Leading up to the summit, Pacific island leaders have made it clear they want more help from the United States to combat the effects of climate change and help their economies recover from the COVID-19 pandemic, according to a senior Biden administration official.

The official, who was not authorized to comment publicly and spoke on condition of anonymity, acknowledged that the ‘stall’ of US efforts in the region comes down to ‘every meeting’ with Pacific island leaders . The White House plans to announce its first US Pacific Islands Strategy and announce that the Democratic President will appoint a US envoy to the Pacific Islands Forum.

The Biden administration aims to draft a joint statement of participating countries to conclude the summit, but the Solomon Islands has signaled it may not sign. The official said discussions are ongoing.

The United States will also seek to mend relations with the Marshall Islands, which for decades has been a strong ally but is bitterly vying for a treaty that needs to be renewed.

Just last week, the Marshall Islands pulled out of a negotiating session with the United States over its Compact of Free Association, which expires next year. The Marshall Islands says the United States is not engaging in its demand for appropriate reparations following the legacy of US nuclear testing on the islands.

The Marshall Islands says dozens of tests in the 1940s and 1950s caused significant environmental and health damage, which a settlement in the 1980s failed to address.

The United States has treated the Marshall Islands, along with nearby Micronesia and Palau, much like territories since World War II, and observers fear that a weakening of those ties could play into China’s hands.

The administration in recent months has sought to have a greater presence in the region. In February, Blinken became the first US secretary of state to visit Fiji in 37 years. And in recent months, the United States along with Australia, Japan, New Zealand and the United Kingdom have launched an informal group aimed at strengthening economic and diplomatic relations with Pacific island nations dubbed Partners in the Blue Pacific.

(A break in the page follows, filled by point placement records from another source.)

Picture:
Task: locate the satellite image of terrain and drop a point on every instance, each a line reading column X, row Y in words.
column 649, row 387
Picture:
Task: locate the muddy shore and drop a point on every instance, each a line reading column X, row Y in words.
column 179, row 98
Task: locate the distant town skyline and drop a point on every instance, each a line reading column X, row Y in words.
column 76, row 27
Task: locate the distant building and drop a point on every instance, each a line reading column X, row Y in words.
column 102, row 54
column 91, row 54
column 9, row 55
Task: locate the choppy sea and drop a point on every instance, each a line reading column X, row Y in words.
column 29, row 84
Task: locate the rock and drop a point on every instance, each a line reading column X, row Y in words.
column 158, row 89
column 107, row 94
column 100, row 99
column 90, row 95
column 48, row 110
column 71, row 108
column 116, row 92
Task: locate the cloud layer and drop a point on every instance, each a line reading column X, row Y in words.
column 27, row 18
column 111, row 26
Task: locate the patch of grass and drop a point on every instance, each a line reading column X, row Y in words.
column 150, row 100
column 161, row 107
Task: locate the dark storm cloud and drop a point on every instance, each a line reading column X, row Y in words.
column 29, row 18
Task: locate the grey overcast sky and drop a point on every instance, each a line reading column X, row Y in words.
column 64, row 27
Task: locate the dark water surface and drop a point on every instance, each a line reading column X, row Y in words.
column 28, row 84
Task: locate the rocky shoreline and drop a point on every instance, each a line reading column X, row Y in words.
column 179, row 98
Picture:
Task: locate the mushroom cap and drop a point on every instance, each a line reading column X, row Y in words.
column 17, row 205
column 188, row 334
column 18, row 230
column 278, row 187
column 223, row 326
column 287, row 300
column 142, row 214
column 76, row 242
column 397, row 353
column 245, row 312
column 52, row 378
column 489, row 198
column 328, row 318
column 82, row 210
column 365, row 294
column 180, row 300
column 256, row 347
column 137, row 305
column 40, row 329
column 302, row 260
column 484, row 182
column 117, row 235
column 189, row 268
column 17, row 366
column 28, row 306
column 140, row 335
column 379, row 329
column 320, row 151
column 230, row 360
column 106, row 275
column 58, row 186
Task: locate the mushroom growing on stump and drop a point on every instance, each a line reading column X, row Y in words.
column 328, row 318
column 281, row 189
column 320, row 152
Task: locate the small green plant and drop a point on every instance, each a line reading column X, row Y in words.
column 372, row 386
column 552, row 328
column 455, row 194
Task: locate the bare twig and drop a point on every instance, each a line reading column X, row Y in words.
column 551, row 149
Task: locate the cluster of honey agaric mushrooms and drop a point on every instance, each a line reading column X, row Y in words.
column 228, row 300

During the visit to Fiji, Blinken announced that the United States would open an embassy in the Solomon Islands. The United States operated an embassy in the Solomons for five years before closing it in 1993. Since then, American diplomats from neighboring Papua New Guinea have been accredited to the Solomons, which has a US consular agency.

Guadalcanal, the largest landmass in the Solomon Islands, was the site of crucial battles between Allied forces and Japan at the start of World War II.

Associated Press writer Nick Perry in Wellington, New Zealand, contributed reporting.